Mar 1, 2011

Conventions and Mile Markers

Good morning, world!

Uusually, I have some idea of that which I will be blogging, before the first character hits the screen; in fact, I usually begin the darned thing with a title which I will ascribe (I actually considered both proscribe and prescribe before settling on that one. More coffee, please, miss?) to either hubris or folly. Though I suppose you can't go wrong with "folly", since it goes with everything. It's like a good black leather belt, I suspect. Today, however, it took me until nearly the end before I realized what this blog was about. All I did know when starting out was that I needed to write.

I'm of a silly mind today. I quite literally stand with feet stretched out into both careers - a situation in which I find myself more and more of late. For example, I'm taking the next week off from my day job so that I can work as staff for the Emerald City ComiCon. The gentlemen who own the show are some solid folks; I look forward as much to hanging out with them for a few days each year as much as I do working towards making the con an enjoyable event for all the attendees and guests.

It makes me think back to riding in the car on long family vacations. One of the ways I'd pass the time was to count (up or down) the mile markers along the highway. Every once in a while, the big "Miles To..." signs would whoosh by, and I'd keep myself from asking "Are we there yet?" by actually doing the math on how far we'd gone and how much further we had yet to travel. I probably asked a few times prior to that and was told to keep my mouth shut or something. At any rate, I busied myself in my mind, keeping the brain-numbing effects of the open road at bay.

Over the years, I learned to enjoy the spaces between those mile markers as well, though. They were the bits that made the mile markers mean something, you know? It's in line with that saying of how it's all about the journey, not the destination.

So, back to ECCC - one of the elements that has meant so much over the years has been the apparent diminishing of perceived space between me and my creative aspirations and all the great and talented artists and writers who attend this con each year.

My first year of volunteering, we also had Peter Mayhew as a guest - Star Wars fans may recognize the name as the actor inside the walking carpet, Chewbacca himself. Let me say, Peter is a fairly awesome and impressively tall gentleman. He and I chatted a bit during and after the con, and I had the chance to thank him for being part of a movie which - when I'd been all of seven - had quite convinced me of the plausibility of life on other planets. And even now, I can kind of track it to the performance of Chewie. Something about how he played that cracked a hole in my young and burgeoning imagination. Yeah, I knew it was a guy in a costume (I wasn't a total gundark. Yes, I said it. I embrace my geekdom), but for just a moment, it made me wonder how "aliens" really were. And were they sitting there, wondering how "aliens" were. And so on. It just kind of connected the constellations for me.

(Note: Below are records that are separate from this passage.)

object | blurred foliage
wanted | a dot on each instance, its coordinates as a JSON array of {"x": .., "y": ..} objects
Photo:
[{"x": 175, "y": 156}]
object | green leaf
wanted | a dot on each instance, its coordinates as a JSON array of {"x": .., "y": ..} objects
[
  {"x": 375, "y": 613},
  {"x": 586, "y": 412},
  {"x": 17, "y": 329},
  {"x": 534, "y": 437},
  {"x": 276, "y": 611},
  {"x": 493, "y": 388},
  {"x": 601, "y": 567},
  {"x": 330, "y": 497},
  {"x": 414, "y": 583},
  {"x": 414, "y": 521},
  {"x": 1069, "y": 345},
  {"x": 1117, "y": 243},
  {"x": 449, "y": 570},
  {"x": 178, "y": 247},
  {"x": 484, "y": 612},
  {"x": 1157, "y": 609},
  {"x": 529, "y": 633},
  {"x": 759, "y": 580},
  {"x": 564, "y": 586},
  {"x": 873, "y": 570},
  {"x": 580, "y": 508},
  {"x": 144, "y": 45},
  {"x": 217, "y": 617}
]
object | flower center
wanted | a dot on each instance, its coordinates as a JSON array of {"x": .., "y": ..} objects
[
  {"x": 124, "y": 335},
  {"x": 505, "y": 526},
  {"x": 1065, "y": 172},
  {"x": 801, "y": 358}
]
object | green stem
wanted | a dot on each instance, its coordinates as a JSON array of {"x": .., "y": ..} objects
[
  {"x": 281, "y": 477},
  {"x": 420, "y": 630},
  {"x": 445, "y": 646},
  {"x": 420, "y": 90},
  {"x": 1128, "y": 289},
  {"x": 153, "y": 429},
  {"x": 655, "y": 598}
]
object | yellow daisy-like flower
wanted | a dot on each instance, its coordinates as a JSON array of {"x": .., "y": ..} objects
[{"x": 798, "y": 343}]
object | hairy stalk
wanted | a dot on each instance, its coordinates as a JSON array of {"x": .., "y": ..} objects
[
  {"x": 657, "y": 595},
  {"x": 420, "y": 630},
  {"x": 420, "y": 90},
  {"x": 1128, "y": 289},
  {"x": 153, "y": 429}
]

But also, shaking Peter's hand was a trip. It is just freaking huge, I'm telling you. I literally felt like a child again, shaking his hand. So it was a weird juxtapositioning of a span of 30-some years from then to now. But that illusory temporal wormhole - being simultaneously 7 and 37 - brought it all into a sharper focus, like some sort of time capsule of imagination and youthful, undaunted and unlimited capacity for dreaming.

Successive ECCCs have had a similar sort of effect - it's like having a high school reunion now, but a new one every year. And much like we do each month with our daughter, I line myself up along a sort of mental/professional wall and chalk off the line atop my head to see how much further I've grown.

Two years ago, for example, I was struck by the realization that, after more than ten years out of college, I still hadn't finished a book. Last year, I had one completed. This year, I've got 4 - plus anthology and short story work. Plus, developing an e-publishing coalition. A fifth book is in edits, a sixth is being written, and more anthology work is forthcoming. Five non-fiction collections are being sorted, and even my children's story anthology has taken more shape. I've made a lot of friends in the writing and publishing biz, now, my twitter account went from about a dozen followers to just under a thousand, and I've even been interviewed. That's not a bad year. A crazy good year, in fact.

It's just a funny thing about mile markers. On their own, they're just a number. Taken on their own, they represent a fixed point, and, when speeding by, only account for a moment in the large journey. They spend more time in your memory than in your vision, but the journey needs them. You can't simply arrive, else there is no journey at all. And after all is said and done, the journey is what crafts you, molds you, makes you into something more than the moments. It turns you from the image of you into the fully realized film.

So, that being said, here we go. I'll take good notes at the convention, though I suspect I'll be working hard and coming back to my hotel each night exhausted, aching, and most likely a little bit drunk.

Until then, friends, have a spectacular week, and enjoy the journey until we speak anew.